The soil, vegetation and the lower atmosphere are key compartments of the Earth, where almost all activities of mankind take place. This region is characterized by extremely complex patterns, structures and processes that act at different time and space scales. While the exchange of energy, water and carbon is continuous between the different compartments, the pertinent fluxes are strongly heterogeneous and variable in space and time. Therefore, the quantitative prediction of the systems behavior constitutes a major challenge to scientists and policymakers, especially in view of global climate change.
FLUXPAT, site MerkenMikrometeorological stations (University of Bonn and Research Center Juelich)
Traditionally, the scientific disciplines, such as geophysics, soil and plant science, hydrology and meteorology have focused with success on their respective compartments. The interaction of different compartments, however, poses many open questions which are the research topic of this initiative. We are interested in the specific role of patterns and structures of physical and chemical properties and fluxes in the behavior of the soil-plant-atmosphere system at various spatiotemporal scales. We hypothesize that the explicit consideration of patterns and structure will lead to a common methodology that will increase our understanding and predictive capabilities of the soil-vegetation-atmosphere system. Research groups in the field of soil and plant science, remote sensing, hydrology, meteorology and mathematics located at the Universities of Aachen, Bonn, and Cologne and the Research Centre Jülich study the soil-vegetation atmosphere system under this new paradigm.

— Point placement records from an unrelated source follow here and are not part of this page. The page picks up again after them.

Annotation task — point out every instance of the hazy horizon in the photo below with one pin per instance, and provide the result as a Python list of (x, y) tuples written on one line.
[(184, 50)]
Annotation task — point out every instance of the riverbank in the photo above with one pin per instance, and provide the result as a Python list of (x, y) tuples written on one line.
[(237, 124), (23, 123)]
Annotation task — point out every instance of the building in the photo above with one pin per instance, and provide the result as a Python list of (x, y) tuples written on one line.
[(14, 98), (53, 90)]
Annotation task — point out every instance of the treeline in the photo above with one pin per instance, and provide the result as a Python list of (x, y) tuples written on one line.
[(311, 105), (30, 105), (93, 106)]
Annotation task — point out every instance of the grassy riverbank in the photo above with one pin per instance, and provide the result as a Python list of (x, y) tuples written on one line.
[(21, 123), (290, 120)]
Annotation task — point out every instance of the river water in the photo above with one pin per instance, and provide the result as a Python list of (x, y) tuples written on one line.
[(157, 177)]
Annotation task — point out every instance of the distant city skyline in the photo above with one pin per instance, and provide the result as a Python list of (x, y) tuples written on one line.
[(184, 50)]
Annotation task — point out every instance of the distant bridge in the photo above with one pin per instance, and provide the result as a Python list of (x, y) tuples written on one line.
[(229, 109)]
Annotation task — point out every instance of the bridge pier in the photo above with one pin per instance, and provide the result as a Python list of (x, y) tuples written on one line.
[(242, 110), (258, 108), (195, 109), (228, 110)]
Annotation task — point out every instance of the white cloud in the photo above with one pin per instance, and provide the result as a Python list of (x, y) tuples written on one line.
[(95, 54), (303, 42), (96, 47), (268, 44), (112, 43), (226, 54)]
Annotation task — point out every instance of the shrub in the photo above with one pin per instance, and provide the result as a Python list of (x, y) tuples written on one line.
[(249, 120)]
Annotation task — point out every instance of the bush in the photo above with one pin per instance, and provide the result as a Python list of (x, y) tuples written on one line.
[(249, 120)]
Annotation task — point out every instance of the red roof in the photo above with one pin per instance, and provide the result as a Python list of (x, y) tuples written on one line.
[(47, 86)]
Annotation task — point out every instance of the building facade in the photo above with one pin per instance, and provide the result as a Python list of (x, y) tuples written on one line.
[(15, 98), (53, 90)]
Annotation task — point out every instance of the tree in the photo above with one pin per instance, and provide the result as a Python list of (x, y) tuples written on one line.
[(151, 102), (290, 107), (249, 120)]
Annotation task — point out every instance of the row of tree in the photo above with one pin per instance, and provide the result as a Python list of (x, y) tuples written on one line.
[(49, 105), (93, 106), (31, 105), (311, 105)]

Thus, we first have to improve our knowledge about the mechanisms leading to spatial and temporal patterns in energy and matter fluxes of the soil-vegetation-atmosphere system. In the field, patterns are monitored continuously using existing and novel geophysical and remote sensing techniques from the local to the catchment scale based on ground penetrat ing radar methods, induced polarization, radiomagnetotellurics, electrical resistivity tomography, boundary layer scintillometry, lidar techniques, microwave radiometry, and precipitation radars with polarization diversity. State-of-the art simulation and data assimilation tools are currently evaluated, improved and integrated in a general modeling concept under the novel holistic paradigm of patterns.